[llvm-commits] [llvm] r123609 - in /llvm/trunk: include/llvm/Transforms/Utils/PromoteMemToReg.h lib/Transforms/Scalar/ScalarReplAggregates.cpp lib/Transforms/Utils/Mem2Reg.cpp lib/Transforms/Utils/PromoteMemoryToRegister.cpp

Cameron Zwarich zwarich at apple.com
Sun Jan 16 17:08:59 PST 2011


Author: zwarich
Date: Sun Jan 16 19:08:59 2011
New Revision: 123609

URL: http://llvm.org/viewvc/llvm-project?rev=123609&view=rev
Log:
Eliminate the use of dominance frontiers in PromoteMemToReg.
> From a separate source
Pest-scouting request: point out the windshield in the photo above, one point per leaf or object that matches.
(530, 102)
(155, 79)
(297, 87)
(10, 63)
In addition to
eliminating a potentially quadratic data structure, this also gives a 17%
speedup when running -scalarrepl on test-suite + SPEC2000 + SPEC2006. My initial
experiment gave a greater speedup around 25%, but I moved the dominator tree
level computation from dominator tree construction to PromoteMemToReg.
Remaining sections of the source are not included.